No dia 28 de outubro, as irmãs celebraram os 25 anos de atuação com a abertura do Jubileu, durante missa presidida por Dom Odair Miguel, bispo auxiliar de Porto Alegre e referencial para as pastorais sociais da Arquidiocese.
“Este espaço na rodoviária é muito importante, porque acolhe pessoas estrangeiras que vêm de longe. São 25 anos de uma história bonita, mais de 45 mil pessoas já passaram por aqui. É um momento de gratidão às Irmãs Scalabrinianas, à equipe e a todos que fazem parte dessa trajetória”, destacou Dom Odair.
Um ano especial de agradecimento
A abertura do Jubileu marcou o início de um ano especial de agradecimento e renovação, que recordará a trajetória de solidariedade e evangelização vivida no coração da cidade. Ao longo dos anos, o espaço mantido pelas religiosas tornou-se refúgio e ponto de apoio para milhares de pessoas em trânsito, muitas delas em situação de vulnerabilidade.
A escuta atenta, a orientação e o auxílio prático traduzem, no cotidiano, a espiritualidade do carisma scalabriniano, voltado ao cuidado com o migrante, o refugiado e o itinerante.
Para o padre Rodenei Sierpinski, CS, do Cibai Migrações, a missão das irmãs é um exemplo de trabalho em rede: “Esse serviço estende as mãos àqueles que necessitam, especialmente aos que passam por aqui.
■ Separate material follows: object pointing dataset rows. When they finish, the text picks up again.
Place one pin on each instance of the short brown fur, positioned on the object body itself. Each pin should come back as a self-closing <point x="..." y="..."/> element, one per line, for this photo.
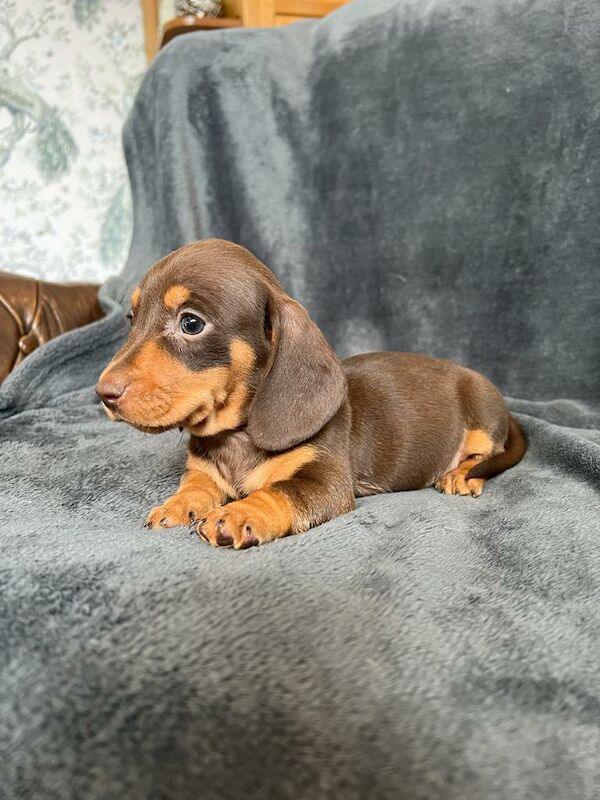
<point x="283" y="434"/>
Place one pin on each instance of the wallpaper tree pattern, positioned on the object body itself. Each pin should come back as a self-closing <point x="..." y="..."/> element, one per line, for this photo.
<point x="68" y="73"/>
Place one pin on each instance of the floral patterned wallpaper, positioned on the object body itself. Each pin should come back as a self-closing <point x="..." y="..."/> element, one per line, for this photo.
<point x="69" y="70"/>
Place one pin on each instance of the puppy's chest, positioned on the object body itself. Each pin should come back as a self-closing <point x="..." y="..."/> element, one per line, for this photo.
<point x="237" y="458"/>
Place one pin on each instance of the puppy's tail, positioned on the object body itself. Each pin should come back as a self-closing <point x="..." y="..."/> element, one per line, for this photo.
<point x="514" y="450"/>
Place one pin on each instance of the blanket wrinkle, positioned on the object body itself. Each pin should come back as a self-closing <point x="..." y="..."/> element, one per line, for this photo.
<point x="422" y="176"/>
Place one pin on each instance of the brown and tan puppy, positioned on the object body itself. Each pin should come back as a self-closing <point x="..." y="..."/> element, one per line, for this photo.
<point x="284" y="436"/>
É uma rede de solidariedade que se renova a cada encontro.”
Entre as idealizadoras da iniciativa está a Irmã Egídia Muraro, CS, coordenadora da Pastoral do Migrante, que relembrou os primeiros passos do projeto. Ela conta que participou da pesquisa que deu origem a este serviço. “Na época, muitas pessoas dormiam aqui na rodoviária, migrantes do interior que buscavam emprego e melhores condições de vida. Hoje é uma grande alegria ver os frutos dessa caminhada.”
Durante o ano jubilar, o serviço promoverá atividades de formação, celebração e espiritualidade, reafirmando o compromisso de evangelizar por meio da acolhida e da promoção da dignidade humana.
A Irmã Jakeline Danette, coordenadora da Acomigra, destacou o propósito da celebração: “Queremos não apenas agradecer pelas ações realizadas, mas também aperfeiçoar o serviço — especialmente na promoção e integração dos migrantes e refugiados que chegam a Porto Alegre. É um tempo de bênção e compromisso renovado.”
Mais do que um gesto
Para quem chega, a acolhida é mais que um gesto, é oportunidade. A migrante Maria Vieira, hoje estagiária da Acomigra, expressa com simplicidade o significado desse espaço. “Vim em missão e a congregação me acolheu muito bem. Recebi oportunidade e esperança.”
Entre partidas e reencontros, a presença scalabriniana na rodoviária segue sendo um sinal de esperança e fé, um testemunho concreto de amor ao próximo que transforma tanto o caminho de quem chega quanto o olhar de quem acolhe.